Обречённый человек — низенький, какой-то весь мятый, с ноздреватой серой кожей лица и редкой крупной щетиной на отвислых щеках — пожал плечами, и я заметил, что он смотрит не на Барченко, а на стоящую рядом с ним Нину. Та прикрыла глаза так, что были видны иссиня-чёрные веки, и что-то бормотала.

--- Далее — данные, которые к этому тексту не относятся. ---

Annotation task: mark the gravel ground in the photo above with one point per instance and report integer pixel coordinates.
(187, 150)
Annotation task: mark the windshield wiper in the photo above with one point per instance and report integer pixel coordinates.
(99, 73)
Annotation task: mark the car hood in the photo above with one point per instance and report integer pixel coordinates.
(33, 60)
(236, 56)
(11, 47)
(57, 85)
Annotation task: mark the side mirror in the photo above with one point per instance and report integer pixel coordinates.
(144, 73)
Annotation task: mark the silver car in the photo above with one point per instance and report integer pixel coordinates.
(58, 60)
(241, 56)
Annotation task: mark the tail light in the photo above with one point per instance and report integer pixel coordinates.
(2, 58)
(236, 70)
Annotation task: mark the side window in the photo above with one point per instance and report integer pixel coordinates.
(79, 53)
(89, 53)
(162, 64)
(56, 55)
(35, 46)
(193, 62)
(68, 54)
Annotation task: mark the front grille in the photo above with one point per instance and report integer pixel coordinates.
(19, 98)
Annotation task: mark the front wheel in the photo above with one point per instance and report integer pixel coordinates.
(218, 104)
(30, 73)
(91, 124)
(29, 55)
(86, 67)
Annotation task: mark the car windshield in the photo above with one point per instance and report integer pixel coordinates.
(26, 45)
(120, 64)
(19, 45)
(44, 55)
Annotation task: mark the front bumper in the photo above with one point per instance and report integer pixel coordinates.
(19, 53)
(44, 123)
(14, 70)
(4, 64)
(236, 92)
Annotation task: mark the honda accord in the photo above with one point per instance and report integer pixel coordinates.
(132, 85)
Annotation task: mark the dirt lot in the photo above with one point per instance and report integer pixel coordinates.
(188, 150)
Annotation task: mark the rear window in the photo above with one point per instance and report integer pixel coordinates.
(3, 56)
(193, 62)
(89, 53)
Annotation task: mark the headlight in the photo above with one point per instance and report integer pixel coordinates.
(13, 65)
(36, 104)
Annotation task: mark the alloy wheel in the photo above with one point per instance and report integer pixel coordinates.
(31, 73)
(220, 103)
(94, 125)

— А что же, гражданин начальник, лоб зелёнкой мазать не будете? — спросил второй. Этот был высок, худ, чрезвычайно сутул и был, как и первый осуждённый, одет в полосатые штаны и робу — классическая «униформа» приговорённого к высшей мере. Держался он, с отличие от своего товарища по несчастью, довольно бодро.
— Довгун Тарас Николаевич. — ассистент перевернул страницу и снова начал читать. На вопрос сутулого он, как и Барченко, внимания не обратил. — Украинец, 1897-й, Винницкая губерния, статья пятьдесят девять пункт три. Бандитизм, организация вооруженных банд и участие в них и в организуемых ими нападениях на советские и частные учреждения или отдельных граждан. Четыре убийства, в том числе, одно — милиционера и одно секретаря сельской комсомольской ячейки. Приговор…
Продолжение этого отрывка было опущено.